The present study also explored the clinical threshold at which a bucket test score may be diagnostic of utricular dysfunction in older individuals. The currently accepted threshold of a tilt of 3° or more from vertical is based on the original investigation by Dieterich and Brandt [1] that studied SVV in a group of patients with brainstem infarcts and set 2.5° as the pathologic threshold. Our analysis indicates an optimum diagnostic threshold of score 2 in older subjects, which is in range of the original diagnostic cut-off and has also been termed ‘moderately abnormal’ in other reports [12]. It should be noted that based on ROC analysis, the bucket test appears to be a more specific than sensitive test of utricular dysfunction, which should be considered in its role as a screening test of utricular dysfunction.
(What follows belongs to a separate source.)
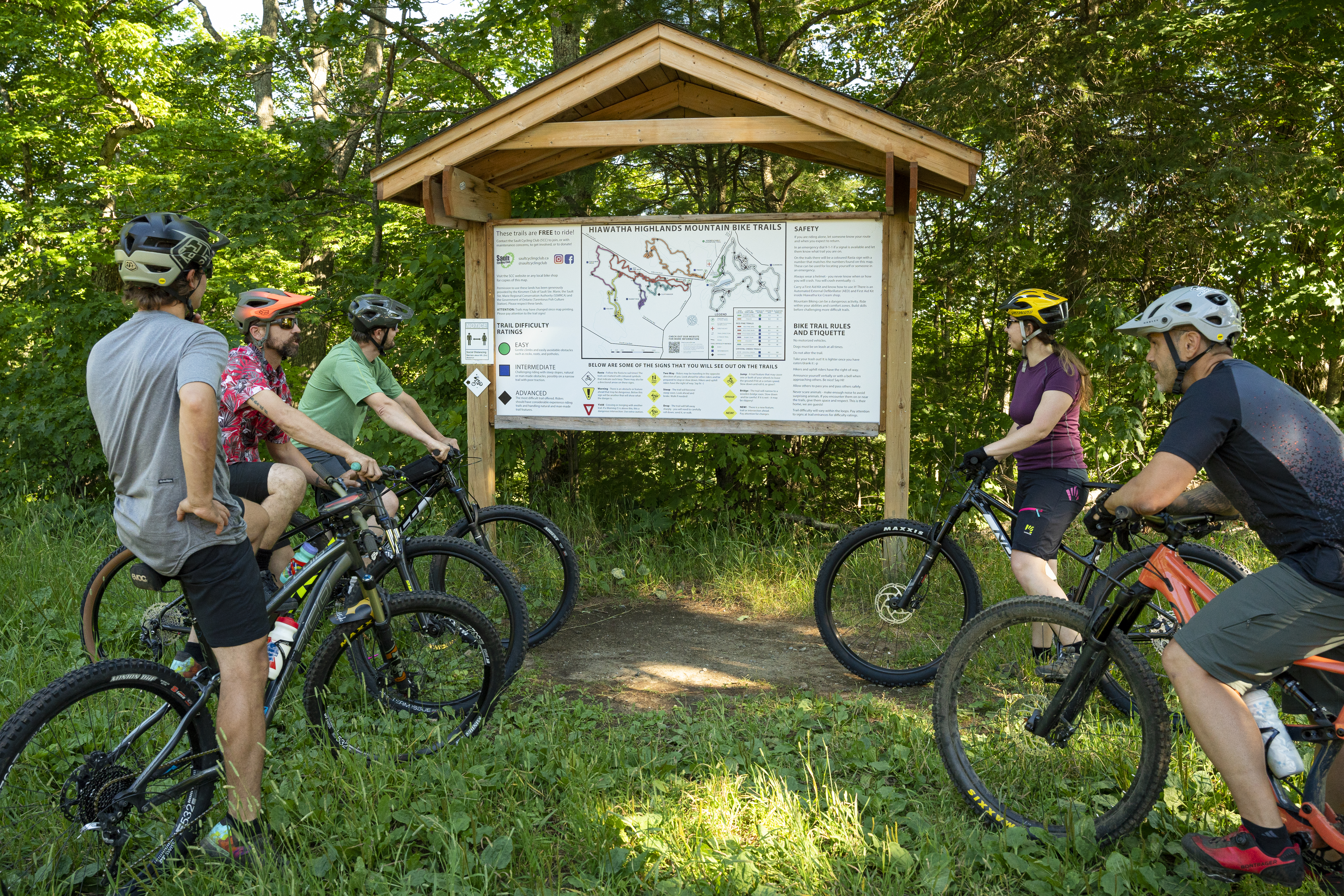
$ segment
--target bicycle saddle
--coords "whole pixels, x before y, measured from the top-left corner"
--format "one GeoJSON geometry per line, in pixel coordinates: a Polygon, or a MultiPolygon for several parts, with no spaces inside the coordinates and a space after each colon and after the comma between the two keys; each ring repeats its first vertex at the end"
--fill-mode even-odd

Several limitations exist in this study. Although the directional correlation between the bucket test and oVEMP asymmetry is consistent with physiologic principles, eye position was not measured and therefore deviations in SVV could not be specifically attributed to ocular torsion alone. Moreover, the small number of subjects with pathologic bucket scores also rendered the statistical analysis vulnerable to experimental noise. Additionally, as discussed previously, confounding factors such as central pathology may have differentially affected performance in the bucket and oVEMP tests in the older study population. ROC analysis in this study uses oVEMP as the gold standard in diagnosing utricular dysfunction, although this remains controversial [20]. An oVEMP asymmetry ratio of 40% has been suggested [4] as a viable diagnostic threshold for utricular dysfunction and our sensitivity analysis is consistent with this threshold. However, it is important to note that additional data are needed in validating the optimum diagnostic threshold.

Conclusion

This study provides evidence that the bucket test, which estimates SVV, is both directionally and quantitatively associated with the tap-evoked oVEMP asymmetry ratio as a measure of unilateral utricular dysfunction in normative older individuals. As a diagnostic tool, it is more specific than sensitive, and a threshold score of 2, rather than the currently used value of 3, may be optimal for discriminating asymmetric utricular function in older adults. These data suggest that the bucket test may have the potential to be a cost-effective and clinically useful tool in detecting unilateral utricular dysfunction in older patients.

Acknowledgments

Support for this work was provided by the American Neurotology Society (Y.A.), the American Otological Society (Y.A.), and the Johns Hopkins Older Americans Independence Center (Y.A.). The authors would like to acknowledge Professor Ian S. Curthoys PhD, for his valuable input on this manuscript.

Footnotes

Declaration of interest: The authors report no conflicts of interest. The authors alone are responsible for the content and writing of the paper.